Further, the current when the voltage changes due to the capacitance component between the auxiliary anodes and the anode is the same as the conventional one because the auxiliary voltage changes from Vm to Vsa, but the change in the anode voltage causes the write discharge. If it does not occur, the voltage change is lower than in the conventional case because the anode has a high impedance. Therefore, the reactive current that does not contribute to the light emission of the panel is also reduced.

(2) According to the invention described in claim 2, in addition to the effect of the above (1), the anode drive circuit can also have a simple configuration in which one anode driver output has one switching element. The circuit can be made compact.

[Brief description of drawings]

FIG. 1 is a pulse memory drive anode drive circuit diagram of a plasma display panel showing an embodiment of the present invention.

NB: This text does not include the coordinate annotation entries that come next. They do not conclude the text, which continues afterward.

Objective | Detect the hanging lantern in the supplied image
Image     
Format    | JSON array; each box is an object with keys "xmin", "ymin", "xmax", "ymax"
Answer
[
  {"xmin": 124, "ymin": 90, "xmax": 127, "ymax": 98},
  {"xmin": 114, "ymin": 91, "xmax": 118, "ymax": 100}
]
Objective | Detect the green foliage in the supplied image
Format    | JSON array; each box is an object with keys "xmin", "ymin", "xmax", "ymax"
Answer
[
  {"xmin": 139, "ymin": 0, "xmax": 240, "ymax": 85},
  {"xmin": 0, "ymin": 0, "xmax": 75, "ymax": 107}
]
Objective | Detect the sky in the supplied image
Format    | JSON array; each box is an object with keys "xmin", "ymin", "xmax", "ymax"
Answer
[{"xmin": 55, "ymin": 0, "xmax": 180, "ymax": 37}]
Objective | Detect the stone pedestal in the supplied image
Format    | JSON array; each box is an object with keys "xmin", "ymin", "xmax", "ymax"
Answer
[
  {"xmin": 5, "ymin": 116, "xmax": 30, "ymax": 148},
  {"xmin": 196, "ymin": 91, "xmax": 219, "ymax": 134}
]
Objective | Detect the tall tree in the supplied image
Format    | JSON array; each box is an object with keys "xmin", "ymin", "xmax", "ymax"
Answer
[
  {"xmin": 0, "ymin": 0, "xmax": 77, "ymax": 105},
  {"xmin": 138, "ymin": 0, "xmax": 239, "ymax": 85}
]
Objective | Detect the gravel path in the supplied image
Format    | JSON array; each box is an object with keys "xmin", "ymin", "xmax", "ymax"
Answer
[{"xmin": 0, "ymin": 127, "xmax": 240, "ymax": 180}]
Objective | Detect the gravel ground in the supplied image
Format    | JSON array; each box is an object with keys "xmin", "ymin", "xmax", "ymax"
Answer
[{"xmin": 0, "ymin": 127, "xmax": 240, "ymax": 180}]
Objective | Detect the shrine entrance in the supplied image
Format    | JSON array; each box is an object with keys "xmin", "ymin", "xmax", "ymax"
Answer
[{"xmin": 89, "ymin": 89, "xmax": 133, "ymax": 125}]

FIG. 2 is a drive waveform diagram of a pulse memory drive of a plasma display panel showing an embodiment of the present invention.

FIG. 3 is a schematic configuration diagram of a conventional DC PDP.

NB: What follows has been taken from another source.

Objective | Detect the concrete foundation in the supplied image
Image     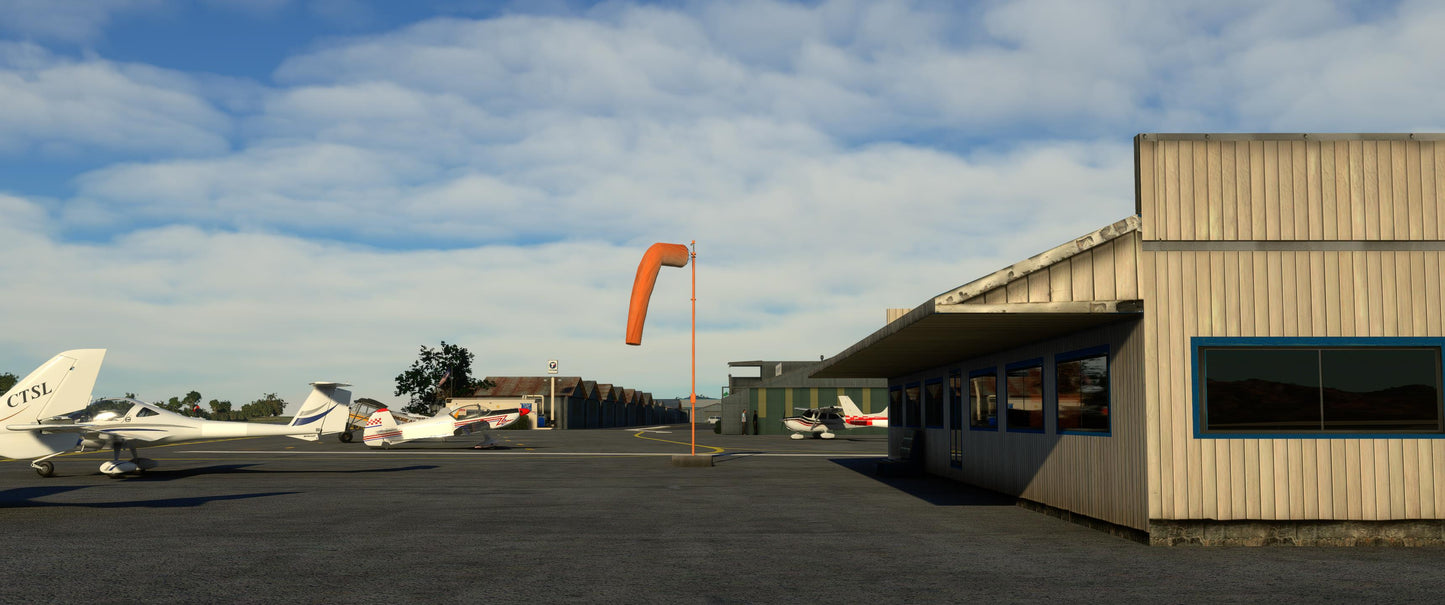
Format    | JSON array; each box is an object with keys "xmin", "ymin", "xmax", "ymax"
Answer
[{"xmin": 1149, "ymin": 518, "xmax": 1445, "ymax": 546}]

FIG. 4 is a cell array diagram of a conventional DC PDP.

FIG. 5 is a drive waveform diagram (timing chart) for driving a pulse memory of a conventional DC PDP.

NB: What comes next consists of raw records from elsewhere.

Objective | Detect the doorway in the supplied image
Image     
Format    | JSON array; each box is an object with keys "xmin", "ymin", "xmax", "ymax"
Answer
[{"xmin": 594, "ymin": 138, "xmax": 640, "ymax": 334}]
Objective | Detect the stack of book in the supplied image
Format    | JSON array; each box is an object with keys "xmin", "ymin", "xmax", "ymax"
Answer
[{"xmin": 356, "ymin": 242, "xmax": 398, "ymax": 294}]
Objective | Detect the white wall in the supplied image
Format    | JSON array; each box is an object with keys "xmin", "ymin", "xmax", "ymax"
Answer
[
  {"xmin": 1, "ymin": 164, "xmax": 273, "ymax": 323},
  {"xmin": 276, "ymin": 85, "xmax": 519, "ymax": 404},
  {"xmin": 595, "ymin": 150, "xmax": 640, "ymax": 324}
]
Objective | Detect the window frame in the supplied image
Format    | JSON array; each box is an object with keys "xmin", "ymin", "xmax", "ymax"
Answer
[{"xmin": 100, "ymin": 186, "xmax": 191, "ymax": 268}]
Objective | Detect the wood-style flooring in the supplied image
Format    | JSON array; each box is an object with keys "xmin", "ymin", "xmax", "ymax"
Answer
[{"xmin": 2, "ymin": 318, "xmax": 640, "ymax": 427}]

FIG. 6 is a pulse drive driving anode drive circuit diagram of a conventional DC PDP.

FIG. 7 is a diagram showing values of a minimum sustain voltage and a maximum sustain voltage with respect to a write voltage in a conventional pulse memory drive and a pulse memory drive according to the present invention.

8 is a diagram in which the vertical axis represents the value obtained by subtracting the minimum sustain voltage from the maximum sustain voltage of the individual write voltages in FIG. 7, that is, the vertical axis represents the write voltage.

[Explanation of symbols]

 1 shift register 2 latch 3 switching element

 ─────────────────────────────────────────────────── ─── Continuation of front page (72) Inventor Atsushi Takahashi 1-7-12 Toranomon, Minato-ku, Tokyo Oki Electric Industry Co., Ltd.

Claims (2)

[Claims] 1. A first panel substrate and a second panel substrate are arranged to face each other with a predetermined gap therebetween, and a plurality of first electrodes provided on the first panel substrate and the second panel substrate are provided on the second panel substrate. A display device having a plurality of second electrodes provided so as to oppose and intersect with a first electrode, wherein the first electrode selects a writing valid state and a writing non-valid state according to a display pattern. A driving method of a plasma display panel, wherein scanning pulses are sequentially applied to the second electrode at substantially the same time as the writing enabled / disabled state, wherein the first electrode is used in the writing enabled state. Is set to a single voltage capable of discharging, and the first electrode is set to a high impedance state when the writing is ineffective, a driving method of a plasma display panel. 2. A first panel substrate and a second panel substrate are arranged to face each other with a predetermined gap therebetween, and a plurality of first electrodes provided on the first panel substrate and the second panel substrate are provided on the second panel substrate. A display device having a plurality of second electrodes provided so as to oppose and intersect with a first electrode, wherein the first electrode selects a writing valid state and a writing non-valid state according to a display pattern. In the drive circuit of the plasma display panel, a scan pulse is sequentially applied to the second electrode at substantially the same time as the write valid / invalid state, (a)
A shift register for inputting data and a shift clock that "write" or "do not write" the writing discharge based on the display data; and (b) each output of the shift register is input,
The latch includes a latch whose input is output in parallel by a clock, and (c) a switching element whose output is input as a data signal and whose on / off is controlled. (D) The switching element is on. A driving circuit for a plasma display panel, wherein the first electrode is driven so that the output has a single voltage in the case and has a high impedance in the case of off.